Uma história contada em um livro que se torna a própria realidade.

Uma história contada em um livro que se torna a própria realidade.

O Voo de Ícaro

A poeira fina e avermelhada da seca subia em redemoinhos preguiçosos, anunciando o fim de tarde escaldante no interior de Minas. Dona Elza, com as mãos calejadas de lavar e passar a vida inteira, desamarrou o nó do avental e o pendurou no gancho desgastado da cozinha. O cheiro de café coado fresco pairava no ar, misturando-se ao aroma adocicado de goiabada cascão que esfriava na bancada.

Na sala, sob a luz amarelada do abajur com estampa floral, seu neto, Pedro, lia em silêncio. Aos dezesseis anos, ele trazia nos olhos a melancolia dos poetas e a inquietude de quem busca um sentido para além do horizonte visível. O livro em suas mãos era um exemplar surrado de “O Voo de Ícaro”, de um autor desconhecido que Pedro descobrira numa feira de livros usados.

A história falava de um garoto, Ícaro, que vivia numa cidadezinha esquecida pelo progresso, assombrada por um rio que secava e um sonho impossível de voar. Ícaro, movido por uma força inexplicável, passava horas observando os urubus planar, desenhando asas em cadernos velhos e experimentando com materiais rudimentares encontrados na beira do rio. Seus desenhos, descritos com uma precisão quase tátil no livro, ganhavam vida nas páginas: a leveza das penas, o vento a roçar na pele, a vertigem da altura.

Pedro se via em Ícaro. A monotonia dos dias, a sensação de estar preso a um destino que não escolheu, o anseio por algo mais, algo grandioso. A diferença era que Ícaro, nas palavras do autor, parecia ter a capacidade de materializar seus desejos. A cada virar de página, Pedro sentia um arrepio. Parecia que o livro não apenas narrava, mas também *criava*. Quando Ícaro, frustrado, tentou construir uma asa com galhos secos e folhas de bananeira, a descrição no livro era tão vívida que Pedro sentiu o cheiro acre da seiva escorrendo e a aspereza da casca sob os dedos imaginários.

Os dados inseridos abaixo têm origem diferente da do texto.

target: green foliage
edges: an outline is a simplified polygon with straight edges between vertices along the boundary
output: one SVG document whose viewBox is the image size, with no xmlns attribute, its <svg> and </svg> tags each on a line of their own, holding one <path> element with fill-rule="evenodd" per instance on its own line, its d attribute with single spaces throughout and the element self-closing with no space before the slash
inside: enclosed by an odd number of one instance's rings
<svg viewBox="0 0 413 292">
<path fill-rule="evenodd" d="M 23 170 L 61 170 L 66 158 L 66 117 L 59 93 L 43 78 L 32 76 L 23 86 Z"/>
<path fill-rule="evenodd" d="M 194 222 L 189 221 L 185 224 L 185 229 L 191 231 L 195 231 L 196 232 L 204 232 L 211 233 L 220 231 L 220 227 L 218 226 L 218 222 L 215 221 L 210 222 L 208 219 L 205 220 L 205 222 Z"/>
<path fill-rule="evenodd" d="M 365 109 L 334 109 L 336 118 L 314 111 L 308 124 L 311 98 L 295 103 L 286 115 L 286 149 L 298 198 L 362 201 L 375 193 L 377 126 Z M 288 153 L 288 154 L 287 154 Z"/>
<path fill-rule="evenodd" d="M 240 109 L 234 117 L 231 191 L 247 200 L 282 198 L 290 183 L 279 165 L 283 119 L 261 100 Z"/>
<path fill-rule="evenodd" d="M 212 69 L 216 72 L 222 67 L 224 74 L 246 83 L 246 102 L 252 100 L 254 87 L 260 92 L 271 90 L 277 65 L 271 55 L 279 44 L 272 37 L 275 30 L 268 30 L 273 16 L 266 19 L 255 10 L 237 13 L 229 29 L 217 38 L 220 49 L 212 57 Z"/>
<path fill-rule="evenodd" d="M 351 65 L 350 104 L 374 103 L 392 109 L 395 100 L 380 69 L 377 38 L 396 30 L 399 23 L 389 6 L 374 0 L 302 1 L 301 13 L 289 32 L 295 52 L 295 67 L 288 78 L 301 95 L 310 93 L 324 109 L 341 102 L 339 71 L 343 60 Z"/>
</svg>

Certa noite, enquanto a lua cheia pintava de prata o quintal poeirento, Pedro relia o capítulo em que Ícaro, após meses de tentativas fracassadas, finalmente sentia a sustentação de sua asa improvisada. As palavras eram uma melodia de esperança e desespero: “E então, sentiu-o. Um leve tremor que percorreu a estrutura de bambu, um sussurro do vento que se agarrou às penas rudimentares. Um momento de suspensão, antes que a gravidade o puxasse para baixo, mas não com a força de antes. Era um convite.”

Ao fechar o livro naquela noite, Pedro sentiu um vento súbito e frio percorrer o quarto. O lençol da cama balançou como se uma brisa forte tivesse entrado pela janela fechada. Ele sorriu, um sorriso hesitante, mas cheio de uma nova luz. Nos dias que se seguiram, algo mudou. Os urubus no céu pareciam voar de forma mais ousada, quase desafiadora. As folhas das árvores, antes caídas e secas, ganhavam um verde vibrante e pareciam tremer com um ritmo próprio.

Um dia, enquanto ajudava Dona Elza a recolher as roupas do varal, Pedro notou um fio de linha de pipa, cor de céu, que se enroscara em uma das folhas de mamona. Era fino, mas incrivelmente resistente. Ele o pegou, sentindo uma estranha familiaridade, como se o tivesse visto em alguma das ilustrações do livro. Naquela noite, com o coração disparado, ele desceu até a margem do rio seco. A lua iluminava o leito rachado, e o silêncio era quase palpável. Ele desenhou no ar, como Ícaro fizera. Fechou os olhos e sentiu o vento, não mais como uma brisa, mas como um convite. E quando abriu os olhos, a linha de pipa, que ele segurava com força, estava esticada, flutuando a poucos centímetros do chão, como um fio invisível que o prendia ao nada. O livro “O Voo de Ícaro” jazia aberto a seus pés, as páginas parecendo brilhar sob a luz lunar, e a frase que ele acabara de ler parecia gravada em sua alma: “Onde a vontade encontra a substância, o impossível se curva.”